Texans have a long tradition of putting peanuts in their Dr Pepper. This phenomena, however, is not exclusive to Texas as others in the South are known to put peanuts in their Cokes. To wit, Barbara Mandell sings in her early ’80’s hit “When Country Wasn’t Cool:”
“I remember circlin’ the drive-in
pullin’ up and turnin’ down George Jones
I remember when no one was lookin’
I was puttin’ peanuts in my Coke
I took a lot of kiddin’, ‘cause I never did fit in
now look at everybody tryin’ to be what I was then
I was country, when country wasn’t cool”
That said, Barbara Mandrell is a Texan, so while she used the word “Coke,” she could have very well been singing about putting peanuts in her Dr Pepper. No matter, placing peanuts in your Dr Pepper (or Coke) is done for two reasons. One, the peanuts make your Dr Pepper fizz. And two, it tastes good. The salt from the peanuts cuts the sweetness of the soda, plus it’s entertaining to have a bit of crunch in your mouth as you sip.

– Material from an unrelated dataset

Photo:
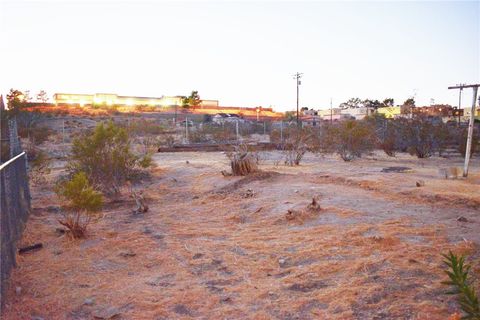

So when I saw the recipe for peanut brittle made with Dr Pepper, I had to try it. The flavor did not disappoint, as it was a pleasing combination of sweet and salty with each bite crunchy with peanuts. Instead of being glassy and sharp, like my pecan brittle, for instance, the texture is creamy—a bit like a praline.
But that just means it’s easier on your teeth. As for the Dr Pepper, like most recipes that use it what you’re really getting is the sugar, not too much of the flavor. this brittle is still a hit and the batch I shared with my colleagues was gone in five minutes.
I’ve recently found a reliable source of Mexican Coke (to the uninitiated, this is Coke made with cane sugar instead of high fructose corn syrup) in my neighborhood. I don’t know what the distribution policy is for Mexican Coke, but the Korean deli where I buy it has it hidden away in the back of the store so part of the fun is the feeling I’ve discovered a hidden treasure. But it also tastes better—cleaner and brighter—as sodas made with cane sugar do.
There is talk that with rising corn prices bottlers will return to using cane sugar—a welcome development. In the meantime, if I want Dr Pepper made with cane sugar, I can order it online. I’m keeping my fingers crossed, however, that an enterprising New Yorker will decide to one day bootleg cane-sugar Dr Pepper here—I know that it would do very, very well. And while we Texans may refer to all sodas as Coke, what we really want is Dr Pepper. Or at least this Texan does.
Dr Pepper peanut brittle
- 1 1/4 cups sugar
- 3/4 cups butter
- 1 1/2 teaspoons kosher salt
- 1/2 teaspoon cayenne
- 1/4 cup Dr Pepper
- 2 cups roasted and salted peanuts
- 1/2 teaspoon baking soda
- Candy thermometer
- Line a baking sheet with parchment paper.
- Combine the sugar, butter, salt, cayenne, Dr Pepper, and peanuts in a pot. Insert a candy thermometer while cooking on medium heat, bring to a boil stirring often.
- When the temperature reaches 290° F, remove from heat and stir in the soda. Mixture will foam up and double in size.
- Spread mixture thin on baking sheet using a silicone spatula and let it set. Once hardened, break into pieces and serve. Will keep in an airtight container for 1 week.